Affaire Bilie-By-Nze : l’épreuve de vérité d’un État de droit
Par la Rédaction
Il est des séquences politiques qui agissent comme des révélateurs. L’affaire mettant en cause Alain-Claude Bilie-By-Nze appartient à cette catégorie. Elle ne dit pas seulement quelque chose d’un homme ; elle éclaire, plus profondément, l’état réel des institutions gabonaises, prises entre l’héritage des pratiques anciennes et l’exigence d’une modernité juridique assumée.
Car, à rebours des procès d’intention et des réflexes pavloviens qui prospèrent dans l’espace public, la situation est d’une simplicité désarmante : nous ne sommes pas face à une affaire politique, mais face à un litige de droit privé. Une dette contractée, reconnue, et demeurée impayée. Rien de plus. Rien de moins.

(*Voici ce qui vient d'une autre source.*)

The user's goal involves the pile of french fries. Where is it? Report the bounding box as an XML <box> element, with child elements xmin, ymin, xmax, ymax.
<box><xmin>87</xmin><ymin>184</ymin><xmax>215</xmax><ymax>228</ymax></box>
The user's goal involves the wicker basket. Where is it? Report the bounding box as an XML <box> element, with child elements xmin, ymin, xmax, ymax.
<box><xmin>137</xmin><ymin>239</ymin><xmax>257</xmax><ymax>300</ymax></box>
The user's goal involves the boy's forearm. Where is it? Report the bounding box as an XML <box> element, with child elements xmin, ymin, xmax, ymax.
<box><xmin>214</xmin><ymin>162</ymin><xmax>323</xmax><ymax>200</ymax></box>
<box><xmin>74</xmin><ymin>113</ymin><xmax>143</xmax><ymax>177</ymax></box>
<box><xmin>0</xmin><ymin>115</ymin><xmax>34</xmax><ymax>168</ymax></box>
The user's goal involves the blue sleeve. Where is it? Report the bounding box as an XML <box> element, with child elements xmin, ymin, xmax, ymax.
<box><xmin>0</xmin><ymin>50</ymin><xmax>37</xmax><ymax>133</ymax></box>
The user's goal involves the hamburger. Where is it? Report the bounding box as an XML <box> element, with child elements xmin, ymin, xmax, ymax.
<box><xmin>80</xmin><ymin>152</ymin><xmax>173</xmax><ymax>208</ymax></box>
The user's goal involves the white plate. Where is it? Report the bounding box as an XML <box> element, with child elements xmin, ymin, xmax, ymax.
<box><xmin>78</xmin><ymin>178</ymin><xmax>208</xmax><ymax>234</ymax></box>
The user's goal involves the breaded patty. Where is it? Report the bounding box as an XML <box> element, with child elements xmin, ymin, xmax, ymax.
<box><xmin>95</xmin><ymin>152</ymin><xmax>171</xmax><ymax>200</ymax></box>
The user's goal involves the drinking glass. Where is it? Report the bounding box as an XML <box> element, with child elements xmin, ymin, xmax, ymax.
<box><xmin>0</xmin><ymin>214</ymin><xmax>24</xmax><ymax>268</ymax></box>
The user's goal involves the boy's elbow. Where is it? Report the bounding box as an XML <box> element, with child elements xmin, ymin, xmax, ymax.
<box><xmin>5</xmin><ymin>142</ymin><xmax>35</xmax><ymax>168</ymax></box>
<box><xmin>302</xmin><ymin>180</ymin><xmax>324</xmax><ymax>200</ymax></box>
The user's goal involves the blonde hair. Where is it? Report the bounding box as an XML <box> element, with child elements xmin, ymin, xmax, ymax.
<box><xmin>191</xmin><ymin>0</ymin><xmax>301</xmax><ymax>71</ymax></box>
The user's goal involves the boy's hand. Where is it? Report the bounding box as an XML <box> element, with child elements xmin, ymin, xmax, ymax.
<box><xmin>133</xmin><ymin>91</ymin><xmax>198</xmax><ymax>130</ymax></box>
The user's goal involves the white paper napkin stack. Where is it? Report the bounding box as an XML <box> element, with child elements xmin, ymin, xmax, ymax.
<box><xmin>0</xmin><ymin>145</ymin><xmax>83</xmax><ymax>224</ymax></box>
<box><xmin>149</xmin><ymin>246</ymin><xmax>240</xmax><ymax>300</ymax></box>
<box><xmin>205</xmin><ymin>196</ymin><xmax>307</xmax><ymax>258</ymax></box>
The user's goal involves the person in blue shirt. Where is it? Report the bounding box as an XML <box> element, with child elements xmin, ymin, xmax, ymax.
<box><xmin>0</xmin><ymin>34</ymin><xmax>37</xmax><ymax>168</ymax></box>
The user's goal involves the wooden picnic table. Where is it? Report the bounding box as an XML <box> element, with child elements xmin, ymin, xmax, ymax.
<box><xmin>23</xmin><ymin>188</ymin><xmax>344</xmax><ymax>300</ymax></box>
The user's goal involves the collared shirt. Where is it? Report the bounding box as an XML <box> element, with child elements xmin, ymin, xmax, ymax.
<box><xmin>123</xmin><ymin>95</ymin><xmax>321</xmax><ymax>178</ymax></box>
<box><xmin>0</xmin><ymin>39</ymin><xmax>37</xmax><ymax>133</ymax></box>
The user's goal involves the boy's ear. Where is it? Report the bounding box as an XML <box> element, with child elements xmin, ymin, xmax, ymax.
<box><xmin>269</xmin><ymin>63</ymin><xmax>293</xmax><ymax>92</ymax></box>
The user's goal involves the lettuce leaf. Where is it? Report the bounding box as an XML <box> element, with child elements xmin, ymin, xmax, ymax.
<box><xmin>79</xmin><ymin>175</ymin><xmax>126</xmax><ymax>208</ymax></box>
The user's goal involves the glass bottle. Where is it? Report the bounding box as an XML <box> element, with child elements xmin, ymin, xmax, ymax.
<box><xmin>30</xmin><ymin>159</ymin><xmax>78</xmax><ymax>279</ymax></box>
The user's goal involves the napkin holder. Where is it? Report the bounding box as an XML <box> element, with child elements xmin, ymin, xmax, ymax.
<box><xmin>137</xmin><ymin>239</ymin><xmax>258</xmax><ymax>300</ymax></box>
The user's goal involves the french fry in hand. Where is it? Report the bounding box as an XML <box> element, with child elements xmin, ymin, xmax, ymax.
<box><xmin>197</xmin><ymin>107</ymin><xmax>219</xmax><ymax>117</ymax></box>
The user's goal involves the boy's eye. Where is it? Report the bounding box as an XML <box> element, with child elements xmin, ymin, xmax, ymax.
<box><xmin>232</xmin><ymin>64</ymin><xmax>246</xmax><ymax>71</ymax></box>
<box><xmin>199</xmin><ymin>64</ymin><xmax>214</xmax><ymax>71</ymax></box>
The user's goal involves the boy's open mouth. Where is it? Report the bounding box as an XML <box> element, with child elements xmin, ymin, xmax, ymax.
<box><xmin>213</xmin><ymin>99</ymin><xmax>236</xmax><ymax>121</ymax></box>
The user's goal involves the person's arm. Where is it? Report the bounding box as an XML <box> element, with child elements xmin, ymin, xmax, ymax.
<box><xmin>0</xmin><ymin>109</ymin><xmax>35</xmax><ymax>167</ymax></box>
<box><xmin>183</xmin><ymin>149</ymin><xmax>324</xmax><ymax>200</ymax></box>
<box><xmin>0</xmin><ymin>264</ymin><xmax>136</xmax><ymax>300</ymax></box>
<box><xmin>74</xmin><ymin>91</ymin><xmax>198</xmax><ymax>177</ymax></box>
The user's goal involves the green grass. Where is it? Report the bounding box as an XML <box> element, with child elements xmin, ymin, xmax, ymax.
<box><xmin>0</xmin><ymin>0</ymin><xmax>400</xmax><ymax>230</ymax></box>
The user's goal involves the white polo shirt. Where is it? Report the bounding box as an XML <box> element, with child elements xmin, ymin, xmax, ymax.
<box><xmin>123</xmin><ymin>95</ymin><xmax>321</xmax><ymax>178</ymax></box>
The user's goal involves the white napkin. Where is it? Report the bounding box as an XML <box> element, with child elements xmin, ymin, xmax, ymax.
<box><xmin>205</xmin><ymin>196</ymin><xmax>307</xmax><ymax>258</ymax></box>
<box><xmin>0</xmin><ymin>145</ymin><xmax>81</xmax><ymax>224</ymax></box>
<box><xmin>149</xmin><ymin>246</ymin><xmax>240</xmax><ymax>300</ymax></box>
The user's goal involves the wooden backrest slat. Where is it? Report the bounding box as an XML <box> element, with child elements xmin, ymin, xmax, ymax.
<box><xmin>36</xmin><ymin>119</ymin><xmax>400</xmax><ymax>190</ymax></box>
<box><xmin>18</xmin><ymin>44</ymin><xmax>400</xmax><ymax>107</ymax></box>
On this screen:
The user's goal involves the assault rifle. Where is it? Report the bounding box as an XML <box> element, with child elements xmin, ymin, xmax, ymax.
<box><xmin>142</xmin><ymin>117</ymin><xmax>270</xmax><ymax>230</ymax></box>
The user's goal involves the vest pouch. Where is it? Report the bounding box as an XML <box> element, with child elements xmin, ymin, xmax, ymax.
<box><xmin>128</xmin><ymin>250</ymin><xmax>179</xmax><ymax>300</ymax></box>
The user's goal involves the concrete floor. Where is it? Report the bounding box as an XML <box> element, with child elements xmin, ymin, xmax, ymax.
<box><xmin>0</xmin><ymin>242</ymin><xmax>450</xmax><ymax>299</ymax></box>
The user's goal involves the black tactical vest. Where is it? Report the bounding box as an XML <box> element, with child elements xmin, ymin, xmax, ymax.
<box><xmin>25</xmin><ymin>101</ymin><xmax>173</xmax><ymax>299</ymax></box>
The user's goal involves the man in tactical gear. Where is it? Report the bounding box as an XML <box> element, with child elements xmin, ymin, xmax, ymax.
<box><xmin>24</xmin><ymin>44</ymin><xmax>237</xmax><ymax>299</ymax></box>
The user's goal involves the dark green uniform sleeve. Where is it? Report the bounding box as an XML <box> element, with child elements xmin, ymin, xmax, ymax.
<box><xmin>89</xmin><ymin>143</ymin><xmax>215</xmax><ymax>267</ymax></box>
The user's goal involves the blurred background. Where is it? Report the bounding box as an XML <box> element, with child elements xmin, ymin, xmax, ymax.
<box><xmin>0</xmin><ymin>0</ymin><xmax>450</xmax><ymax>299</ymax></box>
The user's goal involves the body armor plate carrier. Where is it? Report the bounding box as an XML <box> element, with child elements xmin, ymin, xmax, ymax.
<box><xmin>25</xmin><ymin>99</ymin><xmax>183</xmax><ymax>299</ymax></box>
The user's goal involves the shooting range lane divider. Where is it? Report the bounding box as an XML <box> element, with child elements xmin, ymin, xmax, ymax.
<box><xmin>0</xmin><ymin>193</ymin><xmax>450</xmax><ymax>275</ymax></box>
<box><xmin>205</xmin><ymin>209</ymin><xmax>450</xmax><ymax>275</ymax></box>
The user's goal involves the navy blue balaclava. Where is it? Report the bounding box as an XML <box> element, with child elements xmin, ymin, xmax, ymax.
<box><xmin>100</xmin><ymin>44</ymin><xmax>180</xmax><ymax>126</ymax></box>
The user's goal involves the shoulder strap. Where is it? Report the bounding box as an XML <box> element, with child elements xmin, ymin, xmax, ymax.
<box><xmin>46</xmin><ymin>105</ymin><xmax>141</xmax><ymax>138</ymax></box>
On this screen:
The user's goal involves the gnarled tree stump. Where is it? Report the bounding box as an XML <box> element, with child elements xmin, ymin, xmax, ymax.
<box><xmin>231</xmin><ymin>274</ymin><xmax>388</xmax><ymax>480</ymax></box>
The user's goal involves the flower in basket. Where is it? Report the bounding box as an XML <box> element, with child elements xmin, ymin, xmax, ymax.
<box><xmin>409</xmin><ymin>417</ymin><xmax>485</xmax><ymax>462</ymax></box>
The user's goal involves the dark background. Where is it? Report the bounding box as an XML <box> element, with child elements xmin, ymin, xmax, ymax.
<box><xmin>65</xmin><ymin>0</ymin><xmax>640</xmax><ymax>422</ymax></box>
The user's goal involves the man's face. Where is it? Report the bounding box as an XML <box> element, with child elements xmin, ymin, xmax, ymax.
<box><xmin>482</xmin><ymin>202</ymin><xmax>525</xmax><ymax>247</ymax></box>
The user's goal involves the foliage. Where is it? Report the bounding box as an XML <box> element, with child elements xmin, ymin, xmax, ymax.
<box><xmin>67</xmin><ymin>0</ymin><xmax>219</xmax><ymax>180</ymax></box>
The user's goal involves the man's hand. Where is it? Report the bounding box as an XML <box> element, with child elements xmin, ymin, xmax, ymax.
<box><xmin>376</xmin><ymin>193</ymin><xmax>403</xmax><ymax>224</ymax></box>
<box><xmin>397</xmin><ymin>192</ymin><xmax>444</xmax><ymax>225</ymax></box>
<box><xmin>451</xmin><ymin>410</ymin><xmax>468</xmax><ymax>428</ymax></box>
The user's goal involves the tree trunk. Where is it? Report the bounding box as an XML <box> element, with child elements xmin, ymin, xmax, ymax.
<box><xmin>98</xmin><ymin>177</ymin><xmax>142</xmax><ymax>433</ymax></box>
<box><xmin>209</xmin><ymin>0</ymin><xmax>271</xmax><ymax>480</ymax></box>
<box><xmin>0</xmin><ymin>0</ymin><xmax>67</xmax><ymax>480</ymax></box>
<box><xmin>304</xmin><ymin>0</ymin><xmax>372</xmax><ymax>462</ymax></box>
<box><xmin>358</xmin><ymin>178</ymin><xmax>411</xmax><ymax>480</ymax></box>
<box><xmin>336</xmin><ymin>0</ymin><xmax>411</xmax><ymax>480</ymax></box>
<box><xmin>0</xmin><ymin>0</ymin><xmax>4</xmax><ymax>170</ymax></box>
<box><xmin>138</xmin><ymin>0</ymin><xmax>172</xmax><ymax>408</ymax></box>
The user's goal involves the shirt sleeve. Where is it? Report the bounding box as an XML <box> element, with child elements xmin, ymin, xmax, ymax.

Et pourtant, il aura suffi de l’ouverture d’une procédure pour que resurgisse une rhétorique bien connue : celle de la persécution politique. Comme si, dans une étrange inversion des normes, l’appartenance passée aux sphères du pouvoir conférait un droit implicite à l’irresponsabilité. Comme si l’opposition, réelle ou revendiquée, devenait un bouclier judiciaire.
Ce glissement est dangereux. Car il mine, à sa racine, le principe même d’État de droit.
Dans toute démocratie fonctionnelle, le droit ne se négocie pas ; il s’applique. Le socle en est connu : les engagements librement consentis obligent ceux qui les contractent. En d’autres termes, une dette n’est pas une option. Elle est une obligation.
Que le débiteur soit un citoyen ordinaire ou un ancien chef de gouvernement ne change rien à l’affaire. C’est même précisément dans ces cas que le droit doit s’affirmer avec le plus de rigueur. Non par esprit de sanction, mais par exigence d’exemplarité.
En l’espèce, il ne s’agit ni de détournement de fonds publics, ni de contentieux administratif, encore moins d’une cabale politique. Il s’agit d’un différend civil. Le reste n’est que mise en scène.
Le véritable enjeu réside ailleurs : dans la capacité de l’État à faire respecter un principe cardinal, celui de l’égalité devant la loi. Longtemps, ce principe est resté théorique dans de nombreux pays, vidé de sa substance par des pratiques d’exception au bénéfice des élites.
Or, sous l’impulsion de Brice Clotaire Oligui Nguema, le Gabon semble vouloir rompre avec cette tradition implicite d’indulgence sélective. La justice ne distingue plus selon le statut, mais selon les faits.
Car accepter que certains puissent échapper à leurs obligations au motif de leur rang reviendrait à institutionnaliser une justice à deux vitesses : l’une, inflexible, pour les anonymes ; l’autre, accommodante, pour les puissants. Une telle architecture serait non seulement inéquitable, mais insoutenable à long terme.
Ce que cette affaire met en lumière, au fond, c’est une question simple : celle de la responsabilité individuelle. Peut-on durablement prétendre incarner l’autorité de l’État sans se soumettre soi-même à ses règles les plus élémentaires ?
Et c’est précisément là que réside le malaise. Non dans la procédure, mais dans ce qu’elle révèle : une dissonance entre le statut occupé hier et le comportement observé aujourd’hui. Une dette, fût-elle modeste, devient alors le symbole d’un rapport distendu à l’obligation.
Dès lors, l’indignation affichée tient davantage de la diversion que de l’argumentation.
Le Gabon se trouve, à travers cette séquence, à un moment charnière. Soit il cède aux pressions, aux récits victimaires et aux solidarités de circonstance ; soit il assume pleinement la logique d’un État de droit, où la justice suit son cours, indépendamment des trajectoires individuelles.
Elle implique une justice insensible aux rapports de force, mais attentive aux faits. Une justice qui ne cherche ni à plaire ni à punir, mais à dire le droit. Une justice, enfin, qui contribue à restaurer la crédibilité des institutions.
L’affaire Alain-Claude Bilie-By-Nze dépasse largement le cas individuel. Elle interroge la capacité du Gabon à se projeter dans un modèle où la règle commune prévaut sur les statuts particuliers.
Soutenir l’action de la justice, dans ce contexte, ne relève ni du parti pris ni de l’alignement politique. C’est un acte de cohérence.
Car un État ne se juge pas à ses discours, mais à sa capacité à faire respecter ses propres règles.
Et sur ce terrain, le cap fixé par Brice Clotaire Oligui Nguema engage désormais plus que des intentions : il engage une transformation.